1. Documentar como se fosse presencial

Não mencionar que foi teleconsulta, não registrar limitações. Isso pode gerar problemas em auditorias ou disputas jurídicas.

2. Não registrar consentimento

Mesmo que verbal, o consentimento precisa estar documentado no prontuário.

3. Emitir prescrição sem assinatura digital

Prescrições sem assinatura digital válida não têm validade legal fora da instituição.

4. Não indicar necessidade de presencial

Quando a avaliação remota é insuficiente para diagnóstico ou conduta segura, o médico deve documentar a recomendação de avaliação presencial.

5. Ignorar falhas técnicas

Se a conexão caiu e parte da consulta foi perdida, isso deve ser registrado. Não documentar pode dar a impressão de que informações foram obtidas quando não foram.

Perguntas Frequentes

O que é o modelo SOAP e por que é tão usado?

SOAP é acrônimo para Subjetivo (queixa do paciente), Objetivo (exame físico e resultados), Avaliação (interpretação clínica) e Plano (conduta terapêutica). É amplamente usado por estruturar o raciocínio clínico de forma lógica, facilitar a comunicação entre profissionais e garantir completude mínima do registro.

Qual a diferença entre evolução médica e evolução de enfermagem?

A evolução médica foca no raciocínio diagnóstico e plano terapêutico. A evolução de enfermagem registra a avaliação de enfermagem (usando NANDA/NIC/NOC ou similar), intervenções realizadas e resposta do paciente. Ambas são complementares e compõem o quadro integral do cuidado no prontuário.

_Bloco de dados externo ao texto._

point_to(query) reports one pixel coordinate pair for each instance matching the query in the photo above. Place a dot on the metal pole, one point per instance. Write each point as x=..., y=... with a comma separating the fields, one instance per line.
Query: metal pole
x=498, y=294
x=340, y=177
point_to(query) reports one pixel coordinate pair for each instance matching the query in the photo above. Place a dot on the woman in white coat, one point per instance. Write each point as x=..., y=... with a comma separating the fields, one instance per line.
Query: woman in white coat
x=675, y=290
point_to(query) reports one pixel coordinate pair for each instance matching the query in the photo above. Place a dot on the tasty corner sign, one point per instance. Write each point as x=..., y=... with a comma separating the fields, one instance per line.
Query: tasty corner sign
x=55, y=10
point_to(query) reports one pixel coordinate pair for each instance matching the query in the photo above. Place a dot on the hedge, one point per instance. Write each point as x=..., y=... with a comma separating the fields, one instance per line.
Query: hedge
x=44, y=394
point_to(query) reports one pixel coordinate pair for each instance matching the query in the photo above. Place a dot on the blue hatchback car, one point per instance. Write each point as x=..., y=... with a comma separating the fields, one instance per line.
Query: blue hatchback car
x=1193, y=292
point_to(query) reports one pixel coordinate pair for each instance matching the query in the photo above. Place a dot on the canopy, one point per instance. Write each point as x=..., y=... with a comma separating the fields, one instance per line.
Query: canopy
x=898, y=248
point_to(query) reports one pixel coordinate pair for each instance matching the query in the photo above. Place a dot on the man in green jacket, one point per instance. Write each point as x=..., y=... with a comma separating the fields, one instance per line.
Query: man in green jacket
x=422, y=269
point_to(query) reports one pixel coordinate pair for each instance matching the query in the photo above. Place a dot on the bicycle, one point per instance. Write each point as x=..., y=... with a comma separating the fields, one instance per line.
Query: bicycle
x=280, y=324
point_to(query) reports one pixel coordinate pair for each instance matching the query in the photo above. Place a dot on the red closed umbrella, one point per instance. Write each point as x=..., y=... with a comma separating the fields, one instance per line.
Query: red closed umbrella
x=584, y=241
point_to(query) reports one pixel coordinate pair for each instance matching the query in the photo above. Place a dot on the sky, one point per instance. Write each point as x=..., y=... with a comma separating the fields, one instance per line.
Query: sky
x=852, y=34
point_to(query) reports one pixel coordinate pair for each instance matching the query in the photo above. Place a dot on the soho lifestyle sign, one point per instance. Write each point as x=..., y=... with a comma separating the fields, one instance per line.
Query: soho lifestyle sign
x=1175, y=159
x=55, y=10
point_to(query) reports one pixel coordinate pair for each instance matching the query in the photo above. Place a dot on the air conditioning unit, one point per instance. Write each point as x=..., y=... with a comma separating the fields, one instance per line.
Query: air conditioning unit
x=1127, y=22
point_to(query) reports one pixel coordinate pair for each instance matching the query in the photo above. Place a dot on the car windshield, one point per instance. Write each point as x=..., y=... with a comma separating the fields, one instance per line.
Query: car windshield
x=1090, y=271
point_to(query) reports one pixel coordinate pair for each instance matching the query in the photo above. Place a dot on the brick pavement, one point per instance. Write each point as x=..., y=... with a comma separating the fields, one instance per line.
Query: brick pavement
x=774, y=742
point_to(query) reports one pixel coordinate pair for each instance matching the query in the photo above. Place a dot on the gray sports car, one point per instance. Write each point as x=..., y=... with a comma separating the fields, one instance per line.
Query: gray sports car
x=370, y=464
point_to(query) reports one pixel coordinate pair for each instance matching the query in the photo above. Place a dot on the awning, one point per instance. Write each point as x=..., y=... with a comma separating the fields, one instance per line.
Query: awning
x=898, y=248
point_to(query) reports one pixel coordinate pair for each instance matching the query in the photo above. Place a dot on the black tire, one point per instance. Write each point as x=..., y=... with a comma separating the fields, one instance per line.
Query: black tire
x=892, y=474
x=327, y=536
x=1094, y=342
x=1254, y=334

Com que frequência a evolução deve ser registrada?

A frequência depende do contexto: em UTI, pode ser a cada 2-4 horas; em enfermaria, pelo menos diária; em ambulatório, a cada consulta. Intercorrências devem ser registradas imediatamente. A legislação e protocolos institucionais definem os mínimos obrigatórios para cada cenário assistencial.

Conclusão

A documentação em telemedicina exige o mesmo rigor do atendimento presencial, acrescido de elementos específicos da modalidade. O consentimento, as limitações do exame à distância e a assinatura digital são pilares que não podem ser negligenciados. Médicos que documentam teleconsultas adequadamente protegem seus pacientes, sua prática e a credibilidade da telemedicina como modalidade legítima de cuidado.